Update from last week: So far, so good. With the exception of one morning when I was delayed by a conversation with a colleague, I made it to my office by 9 am. I did not unload the dishwasher. In fact, I even left dishes in the sink until lunchtime. You have no idea how difficult it was to ignore those dishes. I reminded myself, however, that had I needed to catch the commuter rail, I would have left those dishes behind without a second thought. Commuting to the office is no different.
Speaking of developing better habits….(Warning! Psychology Geek Out Ahead.)
Over Christmas break, I read James Clear’s Atomic Habits. (A brilliant read; You can read my review here.) The premise of Atomic Habits is that small changes over time net big results. He then goes on to break down the science of habit forming and using this information to develop better systems with which to achieve your goals.
This emphasis on systems is important. Systems are infrastructure. They are a collection of parts that, when put together, move you forward to a goal. For example: Bob has a goal of losing 20 lbs by Labor Day. His system includes his exercise program, the frequency of exercise, his diet, etc. Systems can be tweaked. For example, Bob could add an extra day of exercise or add more cardio to his workout.
Goals, on the other hand, are static. Twenty pounds remains twenty pounds no matter what scale you step on. When you fine-tune a system, it remains a system. When you change a goal, you have a different goal.
There’s another reason to focus on systems rather than goals.
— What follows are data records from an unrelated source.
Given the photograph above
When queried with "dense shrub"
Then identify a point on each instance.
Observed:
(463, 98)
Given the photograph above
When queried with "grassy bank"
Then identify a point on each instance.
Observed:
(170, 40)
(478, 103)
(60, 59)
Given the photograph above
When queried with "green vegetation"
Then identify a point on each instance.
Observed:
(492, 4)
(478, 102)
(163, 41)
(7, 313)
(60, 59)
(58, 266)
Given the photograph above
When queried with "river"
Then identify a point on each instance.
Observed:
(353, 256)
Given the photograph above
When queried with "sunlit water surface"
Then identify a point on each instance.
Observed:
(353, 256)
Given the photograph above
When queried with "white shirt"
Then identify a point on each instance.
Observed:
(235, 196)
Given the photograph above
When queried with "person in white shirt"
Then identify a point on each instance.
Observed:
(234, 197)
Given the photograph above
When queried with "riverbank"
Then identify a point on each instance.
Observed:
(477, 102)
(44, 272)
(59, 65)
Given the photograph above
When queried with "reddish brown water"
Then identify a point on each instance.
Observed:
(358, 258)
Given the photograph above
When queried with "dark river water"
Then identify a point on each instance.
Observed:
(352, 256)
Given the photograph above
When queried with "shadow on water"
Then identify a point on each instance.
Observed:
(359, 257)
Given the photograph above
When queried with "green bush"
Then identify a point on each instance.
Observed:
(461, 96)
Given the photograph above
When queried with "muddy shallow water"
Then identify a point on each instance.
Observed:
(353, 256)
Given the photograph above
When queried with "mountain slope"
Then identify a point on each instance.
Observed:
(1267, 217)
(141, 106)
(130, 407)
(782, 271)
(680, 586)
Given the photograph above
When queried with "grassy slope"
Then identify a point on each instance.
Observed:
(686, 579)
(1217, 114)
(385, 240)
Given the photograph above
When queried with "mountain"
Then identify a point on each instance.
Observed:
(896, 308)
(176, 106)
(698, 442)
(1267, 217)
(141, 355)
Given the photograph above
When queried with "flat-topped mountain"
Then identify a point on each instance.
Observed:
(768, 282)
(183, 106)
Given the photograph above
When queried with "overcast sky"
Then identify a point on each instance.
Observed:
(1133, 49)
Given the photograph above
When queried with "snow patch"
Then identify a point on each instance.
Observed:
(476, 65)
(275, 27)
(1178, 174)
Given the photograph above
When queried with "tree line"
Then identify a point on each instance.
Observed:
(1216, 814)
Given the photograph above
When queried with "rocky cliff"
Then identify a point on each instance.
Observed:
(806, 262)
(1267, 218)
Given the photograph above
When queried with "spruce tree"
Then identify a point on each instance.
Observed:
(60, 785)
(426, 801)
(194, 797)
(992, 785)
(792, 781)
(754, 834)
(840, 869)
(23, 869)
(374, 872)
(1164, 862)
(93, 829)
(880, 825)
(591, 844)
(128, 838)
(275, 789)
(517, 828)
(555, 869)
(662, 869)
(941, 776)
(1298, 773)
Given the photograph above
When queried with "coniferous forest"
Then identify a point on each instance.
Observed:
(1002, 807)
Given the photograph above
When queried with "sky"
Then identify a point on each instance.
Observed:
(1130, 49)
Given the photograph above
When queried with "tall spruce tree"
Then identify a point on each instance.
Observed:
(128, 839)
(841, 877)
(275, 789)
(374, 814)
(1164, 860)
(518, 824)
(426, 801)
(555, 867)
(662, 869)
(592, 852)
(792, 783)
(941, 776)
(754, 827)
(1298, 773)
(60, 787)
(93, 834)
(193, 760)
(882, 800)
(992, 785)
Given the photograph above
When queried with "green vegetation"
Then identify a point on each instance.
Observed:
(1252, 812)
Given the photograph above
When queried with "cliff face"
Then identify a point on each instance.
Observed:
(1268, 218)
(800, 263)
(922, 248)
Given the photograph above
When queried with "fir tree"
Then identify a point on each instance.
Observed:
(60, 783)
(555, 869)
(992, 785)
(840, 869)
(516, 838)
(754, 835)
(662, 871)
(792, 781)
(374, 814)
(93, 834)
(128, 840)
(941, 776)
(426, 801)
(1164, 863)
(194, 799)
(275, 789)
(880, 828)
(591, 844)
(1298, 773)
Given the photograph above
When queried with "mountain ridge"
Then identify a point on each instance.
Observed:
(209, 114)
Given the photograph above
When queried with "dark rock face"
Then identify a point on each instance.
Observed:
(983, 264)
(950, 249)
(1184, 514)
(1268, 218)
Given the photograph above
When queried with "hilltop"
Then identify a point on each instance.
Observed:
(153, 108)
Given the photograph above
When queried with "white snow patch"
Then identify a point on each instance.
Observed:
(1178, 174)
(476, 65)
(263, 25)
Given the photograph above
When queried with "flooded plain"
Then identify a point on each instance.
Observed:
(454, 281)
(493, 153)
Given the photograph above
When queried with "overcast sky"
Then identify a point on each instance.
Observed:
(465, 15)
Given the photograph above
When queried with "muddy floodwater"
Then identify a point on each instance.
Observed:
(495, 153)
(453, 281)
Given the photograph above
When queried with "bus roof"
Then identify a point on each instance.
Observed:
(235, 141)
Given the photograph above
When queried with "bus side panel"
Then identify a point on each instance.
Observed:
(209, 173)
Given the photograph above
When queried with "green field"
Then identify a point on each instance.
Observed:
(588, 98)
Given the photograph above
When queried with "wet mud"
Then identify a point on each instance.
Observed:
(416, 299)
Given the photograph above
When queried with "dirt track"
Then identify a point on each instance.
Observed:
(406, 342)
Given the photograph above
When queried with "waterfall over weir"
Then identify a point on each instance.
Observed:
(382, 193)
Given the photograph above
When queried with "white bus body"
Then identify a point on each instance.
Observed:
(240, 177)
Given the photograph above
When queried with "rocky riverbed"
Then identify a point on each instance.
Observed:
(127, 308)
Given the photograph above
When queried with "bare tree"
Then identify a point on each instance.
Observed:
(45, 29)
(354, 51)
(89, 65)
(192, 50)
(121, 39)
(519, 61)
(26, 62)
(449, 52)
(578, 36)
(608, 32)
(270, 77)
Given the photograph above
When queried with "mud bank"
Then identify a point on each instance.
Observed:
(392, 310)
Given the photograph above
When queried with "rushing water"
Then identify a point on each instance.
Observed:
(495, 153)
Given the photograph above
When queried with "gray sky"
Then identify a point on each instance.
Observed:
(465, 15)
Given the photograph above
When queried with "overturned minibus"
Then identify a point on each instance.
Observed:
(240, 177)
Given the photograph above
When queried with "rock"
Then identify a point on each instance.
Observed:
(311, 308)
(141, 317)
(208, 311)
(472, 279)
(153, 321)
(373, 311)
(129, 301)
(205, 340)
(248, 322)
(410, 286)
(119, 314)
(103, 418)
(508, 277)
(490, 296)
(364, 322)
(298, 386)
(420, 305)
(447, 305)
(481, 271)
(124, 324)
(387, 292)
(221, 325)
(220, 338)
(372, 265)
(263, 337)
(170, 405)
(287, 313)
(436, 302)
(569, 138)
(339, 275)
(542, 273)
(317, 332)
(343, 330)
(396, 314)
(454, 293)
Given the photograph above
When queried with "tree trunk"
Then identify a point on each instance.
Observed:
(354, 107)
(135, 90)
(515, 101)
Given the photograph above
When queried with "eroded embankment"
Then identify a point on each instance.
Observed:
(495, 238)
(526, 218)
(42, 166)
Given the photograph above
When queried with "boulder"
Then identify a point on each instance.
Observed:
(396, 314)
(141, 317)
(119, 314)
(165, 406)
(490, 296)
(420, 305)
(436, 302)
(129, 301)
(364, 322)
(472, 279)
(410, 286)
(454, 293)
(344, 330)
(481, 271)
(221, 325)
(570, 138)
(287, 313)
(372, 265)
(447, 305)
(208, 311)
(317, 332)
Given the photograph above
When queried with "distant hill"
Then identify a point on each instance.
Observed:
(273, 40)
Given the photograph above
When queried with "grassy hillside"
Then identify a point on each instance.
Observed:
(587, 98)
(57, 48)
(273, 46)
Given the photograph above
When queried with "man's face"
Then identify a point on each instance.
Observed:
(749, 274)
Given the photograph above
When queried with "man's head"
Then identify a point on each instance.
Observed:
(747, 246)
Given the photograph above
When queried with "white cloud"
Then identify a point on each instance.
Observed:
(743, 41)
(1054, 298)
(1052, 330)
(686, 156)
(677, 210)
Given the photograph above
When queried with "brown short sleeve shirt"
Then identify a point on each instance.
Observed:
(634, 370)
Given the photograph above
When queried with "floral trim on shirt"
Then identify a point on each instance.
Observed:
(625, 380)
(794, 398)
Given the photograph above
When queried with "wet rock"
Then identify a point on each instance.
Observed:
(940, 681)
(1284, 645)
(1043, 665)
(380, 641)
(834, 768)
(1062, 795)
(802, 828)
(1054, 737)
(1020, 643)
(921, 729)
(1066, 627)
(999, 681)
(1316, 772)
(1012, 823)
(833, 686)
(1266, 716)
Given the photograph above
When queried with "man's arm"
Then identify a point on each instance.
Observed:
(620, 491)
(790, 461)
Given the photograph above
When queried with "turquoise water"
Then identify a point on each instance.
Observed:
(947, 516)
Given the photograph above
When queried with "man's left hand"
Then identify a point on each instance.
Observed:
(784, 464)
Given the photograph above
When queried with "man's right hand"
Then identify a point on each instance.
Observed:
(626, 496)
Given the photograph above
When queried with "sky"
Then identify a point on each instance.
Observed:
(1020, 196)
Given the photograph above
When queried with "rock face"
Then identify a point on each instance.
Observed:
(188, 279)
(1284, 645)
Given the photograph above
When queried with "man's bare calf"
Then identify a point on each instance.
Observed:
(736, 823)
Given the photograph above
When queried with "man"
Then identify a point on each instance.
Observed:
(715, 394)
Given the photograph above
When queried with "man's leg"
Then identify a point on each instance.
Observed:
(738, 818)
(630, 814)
What if Bob only loses 17 lbs? In terms of meeting his goal, he failed. Or he loses the weight but quits dieting now that the goal has been met, and gorges back to gorging on potato chips and beer until the weight returns.
If Bob is system-focused, however, he can’t loose. Even if he doesn’t loose the full 20, he feels good about himself. Plus, he’s developed better and healthier habits that will serve him in the long run.
As much as I loved Atomic Habits, something about Clear’s information bothered me. While Clear makes a point of telling readers to tailor their habits to their personality, I couldn’t shake the feeling that he assumed readers were driven to meet their own internal expectations.
For example, Bob’s goal is to run every morning. Clear would suggest he put his running shoes right next to his bed with the plan to run to the coffee shop. The sneakers would be his cue, his motivation would be to get the coffee. His response would be to go to the Dunks one mile down the road and buy said coffee as his reward. If Bob still has trouble keeping the habit, then he needs to tweak one of the four steps. All of this assumes that Bob will hold himself accountable.
But what if Bob can’t hold himself accountable? What if he wants to run in the mornings, but he sees that the dog needs walking and his kids need a lunch and his wife would like company so he postpones his run?
Enter The Four Tendencies
Atomic Habits is about developing systems, The Four Tendencies is about understanding your personality r in order to create a system that works.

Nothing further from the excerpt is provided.